The changes brought about by Health Care Reform also effect earlier legislation. The proposed 90 days regulations contained information involving these changes which have very little to do with the 90 day regulations, themselves.

  1. Pre-existing Condition Limitations. In preparation for 2014 and the elimination of pre-existing limitations, the proposed rules indicate that insurers must still provide certificates of creditable coverage in 2014. Although the 30 hour/90 day rules are effective on January 1, 2014, the demise of the pre-existing condition exclusion will occur on the first day of the plan year beginning in 2014. Fiscal year plans may contain pre-existing condition requirements for the remainder of its 2013 plan year.
  2. HMO Affiliation Periods. For plan years beginning in 2014, with the removal of pre-existing condition limitations, HMOs may no longer require Affiliation Periods.
  3. Late Entrants and Special Open Enrollments.
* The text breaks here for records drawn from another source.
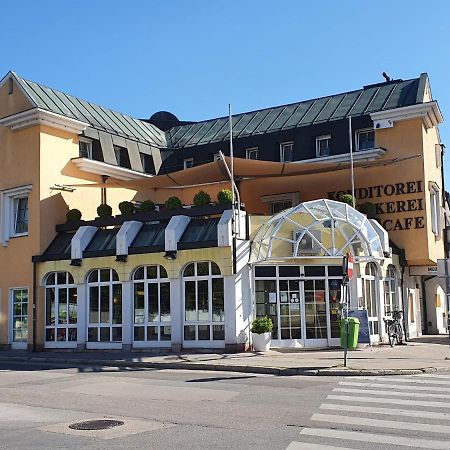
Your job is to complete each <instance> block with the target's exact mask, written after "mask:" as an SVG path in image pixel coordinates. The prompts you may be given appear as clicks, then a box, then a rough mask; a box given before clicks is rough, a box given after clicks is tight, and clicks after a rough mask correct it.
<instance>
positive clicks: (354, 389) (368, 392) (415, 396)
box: [333, 388, 450, 408]
mask: <svg viewBox="0 0 450 450" xmlns="http://www.w3.org/2000/svg"><path fill="white" fill-rule="evenodd" d="M333 392H348V393H350V394H351V393H355V394H373V395H390V396H393V397H421V398H442V399H445V398H450V395H448V394H447V395H446V394H439V393H438V392H435V393H429V392H395V391H394V392H391V391H380V390H376V389H349V388H334V389H333ZM449 408H450V403H449Z"/></svg>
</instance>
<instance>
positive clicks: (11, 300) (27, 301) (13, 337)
mask: <svg viewBox="0 0 450 450" xmlns="http://www.w3.org/2000/svg"><path fill="white" fill-rule="evenodd" d="M14 291H27V296H28V301H27V305H28V308H27V340H26V341H25V342H24V341H14ZM29 306H30V290H29V289H28V286H18V287H12V288H10V289H9V342H10V344H11V348H13V349H26V348H27V344H28V337H29V336H28V333H29V331H30V322H29V320H28V312H29ZM21 316H23V314H21Z"/></svg>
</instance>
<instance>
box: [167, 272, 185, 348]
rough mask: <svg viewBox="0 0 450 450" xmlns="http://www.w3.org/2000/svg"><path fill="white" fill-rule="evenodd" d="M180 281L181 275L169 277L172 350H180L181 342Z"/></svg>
mask: <svg viewBox="0 0 450 450" xmlns="http://www.w3.org/2000/svg"><path fill="white" fill-rule="evenodd" d="M182 283H183V281H182V278H181V277H180V278H171V279H170V321H171V334H172V350H173V351H180V350H181V346H182V344H183V297H182V293H183V291H182V289H183V287H182Z"/></svg>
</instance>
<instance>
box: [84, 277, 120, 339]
mask: <svg viewBox="0 0 450 450" xmlns="http://www.w3.org/2000/svg"><path fill="white" fill-rule="evenodd" d="M88 305H89V306H88V311H89V314H88V342H121V341H122V284H121V283H120V282H119V276H118V275H117V272H116V271H115V270H114V269H94V270H93V271H92V272H91V273H90V274H89V276H88Z"/></svg>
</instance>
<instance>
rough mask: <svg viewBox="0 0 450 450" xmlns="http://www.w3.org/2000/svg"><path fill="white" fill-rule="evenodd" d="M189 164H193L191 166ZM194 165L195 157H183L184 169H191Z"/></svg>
mask: <svg viewBox="0 0 450 450" xmlns="http://www.w3.org/2000/svg"><path fill="white" fill-rule="evenodd" d="M188 164H191V165H190V166H189V165H188ZM191 167H194V158H185V159H183V169H190V168H191Z"/></svg>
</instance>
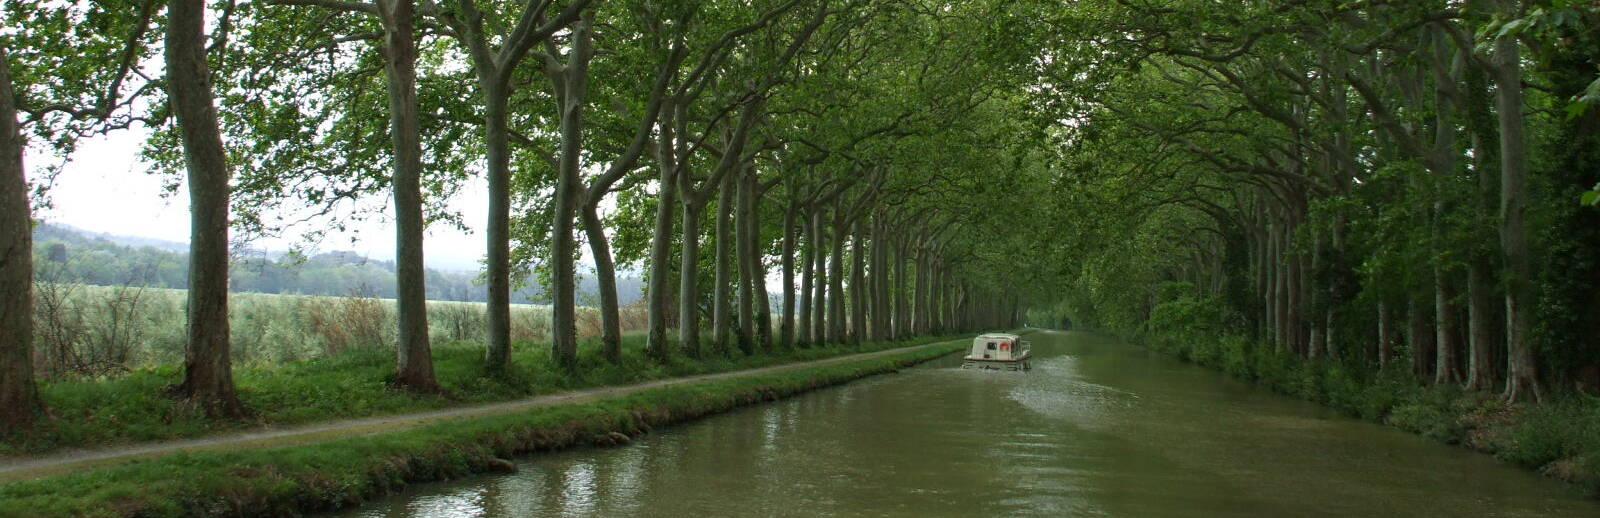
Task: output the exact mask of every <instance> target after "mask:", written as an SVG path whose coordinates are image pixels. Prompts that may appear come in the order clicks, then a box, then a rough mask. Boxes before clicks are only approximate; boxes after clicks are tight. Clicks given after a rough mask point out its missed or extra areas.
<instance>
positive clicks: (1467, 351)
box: [1467, 257, 1498, 390]
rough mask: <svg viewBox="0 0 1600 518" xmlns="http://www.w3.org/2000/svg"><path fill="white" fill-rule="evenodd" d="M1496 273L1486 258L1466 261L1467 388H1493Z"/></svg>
mask: <svg viewBox="0 0 1600 518" xmlns="http://www.w3.org/2000/svg"><path fill="white" fill-rule="evenodd" d="M1493 275H1494V273H1493V272H1491V270H1490V265H1488V262H1486V261H1485V259H1483V257H1474V259H1472V262H1469V264H1467V329H1469V331H1467V389H1474V390H1488V389H1490V387H1494V357H1493V353H1494V349H1498V345H1496V342H1498V341H1496V337H1494V329H1493V318H1494V315H1493V313H1494V293H1493V291H1494V289H1493V288H1491V286H1490V285H1491V280H1493Z"/></svg>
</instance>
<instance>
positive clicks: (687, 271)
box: [678, 171, 704, 358]
mask: <svg viewBox="0 0 1600 518" xmlns="http://www.w3.org/2000/svg"><path fill="white" fill-rule="evenodd" d="M685 173H686V171H680V173H678V174H685ZM682 206H683V257H680V261H678V301H680V302H678V344H680V347H683V353H686V355H688V357H690V358H699V353H701V349H699V224H701V209H702V208H704V206H702V205H701V203H694V201H693V200H685V201H683V203H682Z"/></svg>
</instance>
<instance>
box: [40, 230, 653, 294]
mask: <svg viewBox="0 0 1600 518" xmlns="http://www.w3.org/2000/svg"><path fill="white" fill-rule="evenodd" d="M114 240H117V241H114ZM118 241H122V243H133V245H118ZM34 264H35V269H34V280H35V281H46V283H83V285H94V286H144V288H174V289H184V288H187V286H189V272H187V264H189V254H187V246H166V248H157V246H149V245H141V243H139V240H138V238H122V237H112V238H91V237H86V235H83V233H78V232H75V230H72V229H69V227H61V225H53V224H40V225H37V227H34ZM477 277H478V275H477V273H474V272H440V270H434V269H429V270H427V272H426V275H424V283H426V285H427V299H429V301H461V302H483V301H485V293H483V288H480V286H478V283H477ZM229 291H232V293H272V294H312V296H349V294H362V296H373V297H381V299H394V297H395V264H394V261H379V259H370V257H365V256H360V254H355V253H349V251H334V253H320V254H310V256H307V254H278V253H267V251H248V253H240V251H238V246H235V253H234V256H232V259H230V261H229ZM597 291H598V289H597V283H595V280H594V278H592V277H586V278H584V280H581V281H579V286H578V293H579V301H597V299H598V294H597ZM642 293H643V280H642V278H638V277H637V275H622V277H621V278H618V297H619V302H621V304H622V305H629V304H634V302H635V301H638V299H640V294H642ZM547 301H549V299H547V297H546V294H544V293H542V291H541V286H539V285H536V283H531V281H523V283H520V285H518V288H517V289H515V291H514V293H512V302H514V304H544V302H547ZM587 304H590V305H594V302H587Z"/></svg>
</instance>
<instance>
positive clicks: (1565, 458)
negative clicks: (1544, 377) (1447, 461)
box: [1146, 333, 1600, 497]
mask: <svg viewBox="0 0 1600 518" xmlns="http://www.w3.org/2000/svg"><path fill="white" fill-rule="evenodd" d="M1184 336H1186V334H1182V333H1165V334H1162V336H1152V337H1147V341H1146V344H1147V345H1149V347H1150V349H1155V350H1157V352H1162V353H1168V355H1173V357H1178V358H1181V360H1186V361H1194V363H1197V365H1202V366H1208V368H1214V369H1219V371H1224V373H1227V374H1232V376H1234V377H1238V379H1243V381H1250V382H1254V384H1259V385H1264V387H1269V389H1272V390H1275V392H1280V393H1286V395H1293V396H1299V398H1304V400H1310V401H1317V403H1322V404H1326V406H1330V408H1333V409H1338V411H1341V412H1344V414H1347V416H1352V417H1360V419H1366V420H1374V422H1382V424H1387V425H1394V427H1397V428H1402V430H1406V432H1411V433H1418V435H1424V436H1429V438H1434V440H1438V441H1443V443H1448V444H1461V446H1466V448H1472V449H1477V451H1483V452H1490V454H1494V456H1496V457H1501V459H1506V460H1509V462H1514V464H1518V465H1523V467H1528V468H1534V470H1539V472H1541V473H1546V475H1550V476H1555V478H1560V480H1565V481H1568V483H1573V484H1578V486H1579V488H1582V489H1584V491H1586V492H1587V494H1590V496H1594V497H1600V396H1589V395H1576V393H1558V395H1550V400H1547V401H1546V403H1541V404H1510V406H1507V404H1506V403H1502V401H1501V400H1499V396H1498V393H1485V392H1467V390H1462V389H1459V387H1454V385H1445V387H1430V385H1426V384H1422V381H1419V379H1416V377H1414V376H1411V373H1410V371H1408V369H1405V368H1397V369H1389V371H1386V373H1373V371H1366V369H1358V368H1350V366H1346V365H1342V363H1338V361H1310V363H1307V361H1306V360H1302V358H1298V357H1293V355H1288V353H1278V352H1275V350H1274V349H1272V347H1270V345H1261V344H1251V342H1248V341H1246V339H1243V337H1235V336H1216V337H1211V339H1205V341H1194V339H1184ZM1187 336H1198V334H1187ZM1402 365H1403V361H1402Z"/></svg>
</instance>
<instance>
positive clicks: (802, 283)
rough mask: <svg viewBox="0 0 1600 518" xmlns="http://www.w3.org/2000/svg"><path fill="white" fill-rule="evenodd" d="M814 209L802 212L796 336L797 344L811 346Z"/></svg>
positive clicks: (812, 310) (815, 264)
mask: <svg viewBox="0 0 1600 518" xmlns="http://www.w3.org/2000/svg"><path fill="white" fill-rule="evenodd" d="M813 214H814V211H808V213H806V214H802V216H803V217H805V221H803V222H800V225H802V232H805V245H802V246H800V307H797V310H800V328H798V333H797V337H795V345H800V347H810V345H811V342H813V337H814V334H811V318H813V317H811V315H813V310H811V283H814V277H816V262H814V259H813V257H811V256H813V254H814V251H816V232H814V227H813V225H811V221H813V219H816V217H814V216H813Z"/></svg>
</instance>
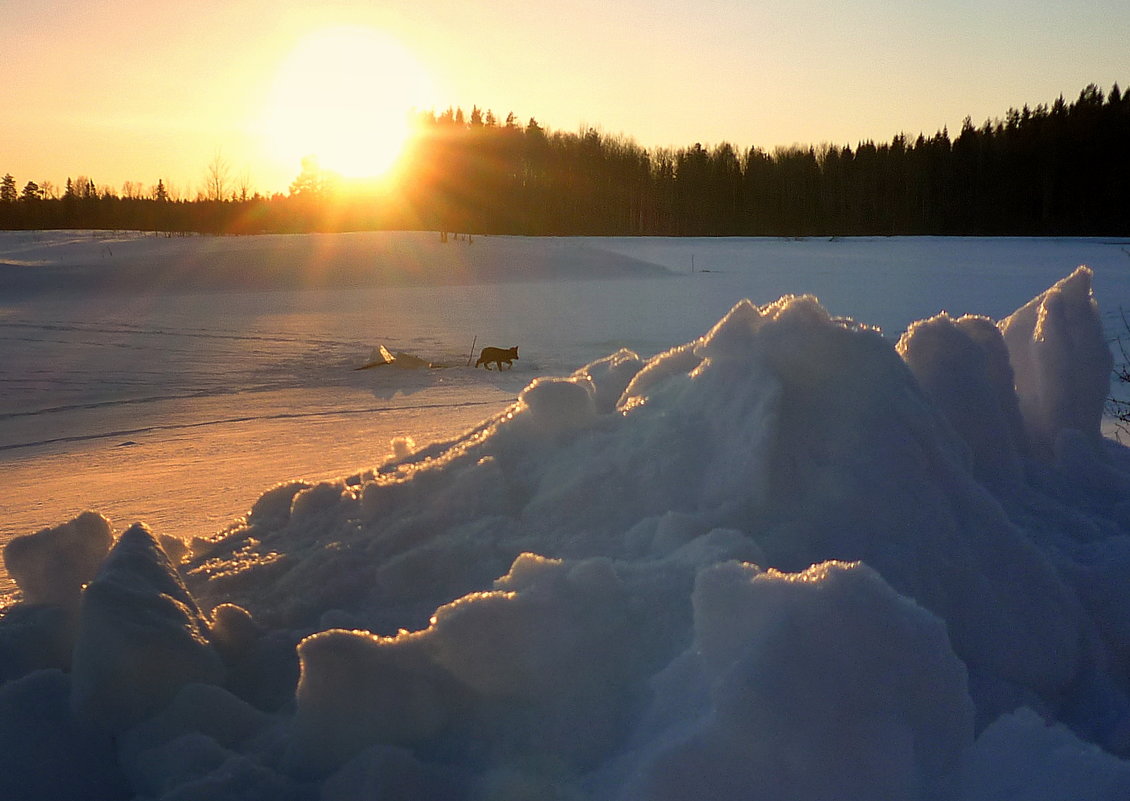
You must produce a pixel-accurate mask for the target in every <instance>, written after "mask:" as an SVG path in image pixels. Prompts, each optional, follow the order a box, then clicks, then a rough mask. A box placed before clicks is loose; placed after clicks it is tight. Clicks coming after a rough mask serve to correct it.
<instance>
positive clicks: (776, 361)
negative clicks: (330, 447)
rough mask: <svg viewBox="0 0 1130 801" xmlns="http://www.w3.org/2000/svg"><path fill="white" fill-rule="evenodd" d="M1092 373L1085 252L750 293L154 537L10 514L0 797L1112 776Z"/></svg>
mask: <svg viewBox="0 0 1130 801" xmlns="http://www.w3.org/2000/svg"><path fill="white" fill-rule="evenodd" d="M1109 371H1110V352H1109V350H1107V349H1106V346H1105V345H1104V342H1103V336H1102V330H1101V327H1099V324H1098V312H1097V305H1096V304H1095V302H1094V299H1093V298H1092V295H1090V273H1089V271H1088V270H1086V268H1080V269H1079V270H1077V271H1076V272H1075V273H1074V275H1072V276H1070V277H1069V278H1067V279H1064V280H1063V281H1060V282H1059V284H1057V285H1055V286H1054V287H1052V288H1051V289H1049V290H1048V291H1046V293H1044V294H1043V295H1041V296H1040V297H1037V298H1035V299H1034V301H1032V303H1029V304H1027V305H1026V306H1024V307H1023V308H1020V310H1019V311H1017V312H1016V313H1015V314H1014V315H1011V316H1009V317H1008V319H1007V320H1005V321H1002V322H1000V323H994V322H993V321H991V320H988V319H984V317H961V319H956V320H955V319H951V317H949V316H947V315H941V316H938V317H935V319H931V320H927V321H922V322H920V323H916V324H914V325H912V327H911V328H910V329H909V330H907V332H906V333H905V334H904V336H903V338H902V339H901V340H899V342H898V345H897V348H894V347H892V346H890V345H889V342H887V341H886V340H884V339H883V337H880V336H879V334H878V333H877V332H876V331H873V330H871V329H869V328H867V327H863V325H859V324H855V323H854V322H852V321H850V320H841V319H833V317H831V316H829V315H828V314H827V312H826V311H825V310H824V308H823V306H822V305H820V304H819V303H818V302H817V301H816V299H815V298H812V297H784V298H781V299H780V301H777V302H776V303H773V304H768V305H765V306H760V307H758V306H755V305H754V304H751V303H749V302H748V301H746V302H741V303H739V304H738V305H736V306H735V307H733V308H732V310H731V311H730V312H729V313H728V314H727V315H725V316H724V317H723V319H722V320H721V321H719V323H718V324H716V325H714V328H713V329H712V330H711V331H709V332H707V333H705V334H704V336H703V337H701V338H699V339H697V340H695V341H693V342H688V343H686V345H685V346H681V347H678V348H675V349H672V350H669V351H667V352H663V354H660V355H658V356H655V357H654V358H651V359H647V360H643V359H641V358H640V357H637V356H636V355H635V354H633V352H631V351H627V350H622V351H618V352H616V354H612V355H610V356H608V357H607V358H603V359H600V360H598V362H594V363H592V364H590V365H586V366H585V367H583V368H581V369H579V371H577V372H576V373H574V374H573V375H571V376H566V377H560V378H540V380H538V381H534V382H533V383H531V384H530V385H529V386H528V388H527V389H525V390H524V391H523V392H522V393H521V395H520V398H519V401H518V402H516V404H514V406H513V407H512V408H511V409H510V410H507V411H506V412H505V413H503V415H499V416H498V417H496V418H493V419H490V420H487V421H485V423H484V424H483V425H481V426H479V427H477V428H476V429H473V430H471V432H468V433H467V434H466V435H464V436H463V437H462V438H461V439H458V441H455V442H453V443H447V444H445V445H443V446H433V447H429V449H424V450H418V449H415V447H414V446H412V444H411V443H410V442H409V441H402V442H400V443H398V444H394V449H393V450H394V454H396V455H394V456H393V459H392V460H391V461H389V462H386V463H384V464H381V465H379V467H376V468H374V469H373V470H370V471H366V472H364V473H360V474H356V476H351V477H348V478H344V479H340V480H337V481H328V482H322V484H319V485H314V486H312V485H307V484H303V482H292V484H285V485H279V486H278V487H275V488H273V489H271V490H269V491H267V493H266V494H264V495H263V496H262V497H261V498H260V499H259V502H258V503H257V504H255V506H254V507H253V508H252V510H251V512H250V513H249V515H247V516H246V519H244V520H241V521H237V522H236V523H234V524H233V525H232V526H231V528H229V529H228V530H227V531H225V532H224V533H223V534H220V536H218V537H216V538H214V539H211V540H209V541H197V542H193V543H192V552H191V554H190V555H188V556H185V558H184V559H183V560H182V559H180V558H179V555H175V554H174V555H173V556H172V557H171V556H169V554H168V552H167V551H166V548H168V547H172V546H171V543H168V542H162V540H160V538H159V537H155V536H154V534H153V533H151V532H149V531H148V530H147V529H146V528H144V526H141V525H136V526H133V528H131V529H130V530H129V531H127V532H125V533H123V534H122V536H121V537H120V538H119V539H118V541H116V542H113V543H112V545H111V536H110V528H108V524H107V523H106V522H105V521H104V520H103V519H101V517H97V516H95V515H84V516H82V517H80V519H77V520H76V521H72V522H71V523H68V524H66V525H63V526H60V528H58V529H54V530H50V531H45V532H41V533H38V534H35V536H33V537H29V538H26V539H24V540H16V541H14V542H12V543H11V545H10V546H9V548H8V552H7V554H6V557H7V559H8V564H9V569H10V571H11V573H12V575H14V576H15V577H16V578H17V581H19V583H20V587H21V591H23V593H24V595H25V603H24V604H23V606H20V607H17V608H16V609H14V610H12V611H11V612H10V613H9V615H8V616H7V617H6V618H5V619H3V620H2V621H0V668H2V670H3V676H5V677H6V678H7V679H8V681H7V684H5V685H2V686H0V712H2V714H0V742H2V743H3V746H5V747H3V748H0V796H3V798H6V799H8V798H11V799H17V798H55V799H70V798H75V799H78V798H82V799H125V798H138V799H158V798H159V799H166V798H167V799H173V798H175V799H258V798H264V799H266V798H270V799H327V800H329V799H358V798H382V799H383V798H411V799H468V800H469V801H470V800H476V801H477V800H480V799H483V800H486V799H514V798H530V799H550V798H558V799H620V800H623V801H629V800H631V801H643V800H649V801H651V800H666V799H670V800H671V801H675V800H677V799H678V800H681V799H706V800H711V799H716V800H718V801H722V800H723V799H724V800H728V801H729V800H731V799H767V800H768V799H772V800H773V801H792V800H796V801H814V800H828V801H831V800H833V799H853V800H860V799H873V800H876V801H879V800H880V799H881V800H884V801H886V800H892V799H895V800H902V799H905V800H912V799H913V800H939V799H953V800H954V801H974V800H980V799H990V798H992V799H999V798H1024V799H1062V800H1063V801H1067V800H1068V799H1071V800H1072V801H1080V800H1088V799H1092V800H1098V799H1111V800H1113V799H1121V798H1125V793H1127V789H1128V787H1130V761H1127V758H1128V757H1130V581H1128V578H1127V575H1130V574H1128V568H1130V537H1128V536H1130V502H1128V500H1127V498H1130V454H1128V452H1127V450H1125V449H1123V447H1121V446H1119V445H1116V444H1115V443H1112V442H1109V441H1104V439H1103V438H1102V436H1101V434H1099V416H1101V408H1102V394H1103V393H1104V391H1105V390H1104V388H1105V385H1106V381H1107V374H1109ZM107 548H108V554H106V550H107ZM62 765H66V766H67V769H66V770H61V769H56V768H59V767H60V766H62ZM28 787H32V789H34V793H35V794H28V793H29V792H32V791H29V790H27V789H28Z"/></svg>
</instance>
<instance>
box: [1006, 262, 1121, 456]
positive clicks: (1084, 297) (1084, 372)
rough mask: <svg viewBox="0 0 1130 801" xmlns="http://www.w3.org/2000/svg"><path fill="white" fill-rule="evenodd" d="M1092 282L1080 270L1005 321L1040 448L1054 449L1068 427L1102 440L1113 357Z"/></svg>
mask: <svg viewBox="0 0 1130 801" xmlns="http://www.w3.org/2000/svg"><path fill="white" fill-rule="evenodd" d="M1092 278H1093V275H1092V271H1090V270H1089V269H1088V268H1086V267H1080V268H1078V269H1077V270H1076V271H1075V272H1072V273H1071V275H1070V276H1068V277H1067V278H1064V279H1063V280H1061V281H1059V282H1058V284H1055V286H1053V287H1052V288H1050V289H1049V290H1048V291H1045V293H1043V294H1042V295H1040V296H1037V297H1034V298H1033V299H1032V301H1029V302H1028V303H1027V304H1025V305H1024V306H1022V307H1020V308H1018V310H1017V311H1016V312H1014V313H1012V314H1011V315H1010V316H1008V317H1007V319H1006V320H1002V321H1001V323H1000V329H1001V332H1002V333H1003V336H1005V342H1006V343H1007V345H1008V352H1009V359H1010V360H1011V363H1012V369H1014V371H1015V373H1016V390H1017V393H1018V394H1019V399H1020V412H1022V413H1023V415H1024V425H1025V429H1026V430H1027V434H1028V439H1029V442H1031V443H1032V445H1033V447H1037V449H1051V447H1052V446H1054V445H1055V437H1057V436H1058V435H1059V433H1060V432H1061V430H1063V429H1067V428H1070V429H1075V430H1078V432H1081V433H1083V434H1084V435H1085V436H1087V437H1088V438H1090V439H1093V441H1097V439H1099V437H1101V430H1099V429H1101V426H1102V419H1103V406H1104V403H1105V402H1106V394H1107V392H1109V391H1110V375H1111V366H1112V364H1113V356H1112V355H1111V349H1110V347H1107V345H1106V340H1105V338H1104V336H1103V325H1102V320H1101V317H1099V315H1098V304H1097V303H1096V302H1095V298H1094V297H1093V296H1092V291H1090V281H1092Z"/></svg>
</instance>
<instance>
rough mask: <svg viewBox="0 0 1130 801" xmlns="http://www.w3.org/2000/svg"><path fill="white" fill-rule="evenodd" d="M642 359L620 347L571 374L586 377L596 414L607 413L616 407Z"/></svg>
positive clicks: (600, 414)
mask: <svg viewBox="0 0 1130 801" xmlns="http://www.w3.org/2000/svg"><path fill="white" fill-rule="evenodd" d="M643 364H644V363H643V360H642V359H641V358H640V357H638V356H636V355H635V354H634V352H632V351H631V350H628V349H627V348H620V349H619V350H617V351H616V352H615V354H611V355H610V356H606V357H605V358H602V359H597V360H596V362H592V363H591V364H588V365H585V366H584V367H582V368H581V369H579V371H576V372H575V373H574V374H573V377H575V378H586V380H588V381H589V384H590V385H591V386H592V395H593V402H594V404H596V407H597V413H598V415H607V413H609V412H611V411H612V410H614V409H615V408H616V403H617V401H618V400H619V398H620V395H622V394H623V393H624V390H625V388H627V385H628V383H631V382H632V381H633V378H634V377H635V375H636V373H638V372H640V368H641V367H643Z"/></svg>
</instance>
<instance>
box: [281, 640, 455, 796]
mask: <svg viewBox="0 0 1130 801" xmlns="http://www.w3.org/2000/svg"><path fill="white" fill-rule="evenodd" d="M419 639H420V637H419V635H410V634H408V633H407V632H406V633H403V634H401V635H400V636H398V637H379V636H375V635H372V634H370V633H367V632H347V630H342V629H333V630H328V632H321V633H320V634H315V635H313V636H310V637H307V638H306V639H304V641H302V643H299V645H298V660H299V663H301V667H302V674H301V679H299V680H298V689H297V694H296V700H297V709H296V714H295V722H294V740H293V745H292V748H290V756H289V759H290V761H292V763H293V766H294V769H295V770H297V772H298V773H301V774H312V775H318V774H324V773H328V772H329V770H331V769H336V768H337V767H339V766H340V765H341V764H344V763H345V761H346V760H348V759H350V758H351V757H354V756H355V755H356V754H358V752H360V751H362V750H364V749H365V748H367V747H370V746H372V745H391V746H403V745H411V743H417V742H419V741H420V740H424V739H426V738H428V737H432V735H434V734H436V733H437V732H438V731H440V730H441V729H442V728H443V725H444V724H445V723H446V722H447V715H449V709H447V705H446V704H445V703H444V695H446V694H445V693H444V689H443V688H442V678H443V677H442V676H440V674H438V671H436V670H435V669H434V668H432V665H431V664H429V660H428V659H427V655H426V654H425V653H424V651H423V650H421V648H420V642H419Z"/></svg>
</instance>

In general, under HIPAA, individuals who lose other medical coverage may join a spouse’s plan as long as they do so within 30 days of the loss of other coverage, without being subject to a 90 day waiting period. Similarly, if individuals first eligible to obtain coverage decline coverage, they will be eligible at the next open enrollment without being subject to a new 90 day waiting period.

Applicability of These Regulations

The 90 day rules and their regulations apply to plan years beginning on or after January 1, 2014 and apply to both grandfathered and non-grandfathered plans as well as health plan issuers.